De l’avis de plusieurs sources, cette sécurité islamique n’est que le « bras armé » de l’association islamique Nachroul islam qu’elles disent être proche du mouvement sunnite. A écouter El hadj Harouna Balma, l’un des responsables dans la gestion de la grande mosquée de Pouytenga, l’initiative de cette sécurité islamique remonte depuis près de deux ans, lors de la mise en place du nouveau bureau de la communauté musulmane de Pouytenga. En effet, se souvient-il, l’ancien bureau de la communauté dirigé par El hadj Kassoum Sini, a été débarqué sans consensus au sein des fidèles musulmans de la ville et même sans l’aval du bureau provincial du Kourittenga. Ce qui, en son temps, a entraîné, selon lui, un affrontement entre les partisans de l’ancien bureau sous la conduite des mouvements chiites ou musulmans modérés et ceux du nouveau bureau sous la conduite de l’Association islamique Nachroul islam. De son avis, c’est dans sa volonté d’imposer son leadership et mieux implanter sa doctrine à Pouytenga que la structure a activé la mise en place de sa sécurité. En plus des jeunes recrues de l’école islamique et de ceux de son service d’ordre chargés de la sécurité des engins lors des manifestations, des jeunes sont recrutés et formés. Pendant que l’affaire du bureau de la communauté musulmane de Pouytenga est en justice, l’association va jeter son dévolu sur la grande mosquée où elle veut imposer son imam, toujours selon El hadj Balma. Le vendredi 2 février 2018, tandis que les fidèles s’attendaient à être dirigés par l’ancien imam, un autre s’est présenté sous prétexte que la prière du vendredi doit désormais être dirigée à tour de rôle. Deux imams soutenus par deux camps s’affrontent ce jour et la grande mosquée de Pouytenga qui fait partie des vieilles du Burkina Faso a été fermée. Pour El hadj Balma, ce jour 2 février 2018, la sécurité islamique était déjà opérationnelle et a semé le désordre dans cet affrontement. Dans sa stratégie de bien s’implanter à Pouytenga, l’association a fait «circuler l’argent pour mieux recruter ses fidèles» et motiver les jeunes, nous souffle le conseiller Jacques Yaméogo. Des motos de marque «Sirus» ont été achetées et distribuées à la plupart des jeunes qui sont fidèles à la doctrine, et de l’argent a circulé dans les quartiers pour «acheter» les personnes âgées, affirme El hadj Harouna Balma. Il se demande quelles sont les sources de financement de cette association et les desseins de ses « bailleurs ».

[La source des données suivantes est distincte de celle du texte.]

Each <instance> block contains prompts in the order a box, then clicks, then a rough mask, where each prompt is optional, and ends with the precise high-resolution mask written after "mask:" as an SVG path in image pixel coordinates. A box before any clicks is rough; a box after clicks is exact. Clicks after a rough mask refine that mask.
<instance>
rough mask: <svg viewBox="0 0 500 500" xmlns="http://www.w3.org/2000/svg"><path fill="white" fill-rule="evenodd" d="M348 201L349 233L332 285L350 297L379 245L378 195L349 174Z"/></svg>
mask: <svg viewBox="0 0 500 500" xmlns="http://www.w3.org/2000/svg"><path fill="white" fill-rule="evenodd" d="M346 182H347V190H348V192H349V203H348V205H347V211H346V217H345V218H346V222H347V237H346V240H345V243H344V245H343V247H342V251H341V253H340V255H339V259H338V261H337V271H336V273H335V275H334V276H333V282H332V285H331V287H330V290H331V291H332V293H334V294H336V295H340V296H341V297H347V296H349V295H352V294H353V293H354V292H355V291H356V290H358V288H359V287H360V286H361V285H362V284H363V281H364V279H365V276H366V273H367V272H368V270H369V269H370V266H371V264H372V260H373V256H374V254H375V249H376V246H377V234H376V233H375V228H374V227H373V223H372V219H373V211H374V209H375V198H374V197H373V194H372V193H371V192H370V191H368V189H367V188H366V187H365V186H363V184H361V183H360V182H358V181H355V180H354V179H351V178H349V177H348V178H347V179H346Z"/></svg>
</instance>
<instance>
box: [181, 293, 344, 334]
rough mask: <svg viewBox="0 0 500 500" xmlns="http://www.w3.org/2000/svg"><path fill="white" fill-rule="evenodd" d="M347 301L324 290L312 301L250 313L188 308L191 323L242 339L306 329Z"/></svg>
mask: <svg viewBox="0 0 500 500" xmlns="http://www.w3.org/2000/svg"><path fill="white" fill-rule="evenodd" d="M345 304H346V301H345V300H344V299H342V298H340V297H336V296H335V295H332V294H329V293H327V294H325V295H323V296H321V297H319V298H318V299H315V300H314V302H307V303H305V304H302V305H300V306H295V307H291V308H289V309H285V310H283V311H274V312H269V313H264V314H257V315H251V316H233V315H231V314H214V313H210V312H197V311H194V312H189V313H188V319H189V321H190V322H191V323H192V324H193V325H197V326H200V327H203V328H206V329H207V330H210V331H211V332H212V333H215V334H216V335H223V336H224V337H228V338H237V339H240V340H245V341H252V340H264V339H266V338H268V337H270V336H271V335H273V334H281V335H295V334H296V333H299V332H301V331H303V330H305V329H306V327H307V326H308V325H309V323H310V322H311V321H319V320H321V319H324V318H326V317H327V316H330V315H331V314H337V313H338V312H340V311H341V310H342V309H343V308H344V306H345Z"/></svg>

Les prêches se sont radicalisés Selon un ancien membre de l’association qui a gardé l’anonymat pour une question de sécurité, depuis la naissance de l’association à Pouytenga, le ton du prêche musulman a pris une autre tournure dans plusieurs mosquées contrôlées par ses membres. « Les prêches sont devenus radicaux et l’association a une position extrémiste. Quand elle pose un acte qui est contre la loi, si tu veux donner ton point de vue, on te taxe de cafre donc un adversaire de la religion. Depuis que j’ai quitté, ils me considèrent comme un ennemi à abattre. Selon leur philosophie, le pays est dirigé par des cafres et les musulmans doivent prendre le pouvoir pour gérer selon leur règle », soutient cet ancien membre. Pour cette association, poursuit-il, un musulman ne doit pas fréquenter un chrétien ou un animiste encore moins, goutter sa nourriture, au risque d’aller en enfer. Si la dissolution de l’association est saluée par certains, d’autres par contre estiment que le travail n’est pas encore terminé. En effet, relèvent ces personnes, la graine semée reste et l’école islamique de cette structure constitue une pépinière. De l’avis du maire, Pouytenga est une commune particulière parce qu’elle est une ville moyenne où vivent plus d’une dizaine de nationalités, au regard de l’activité commerciale qui est très développée. Par conséquent, l’infiltration et la récupération de certains jeunes par les terroristes sont possibles.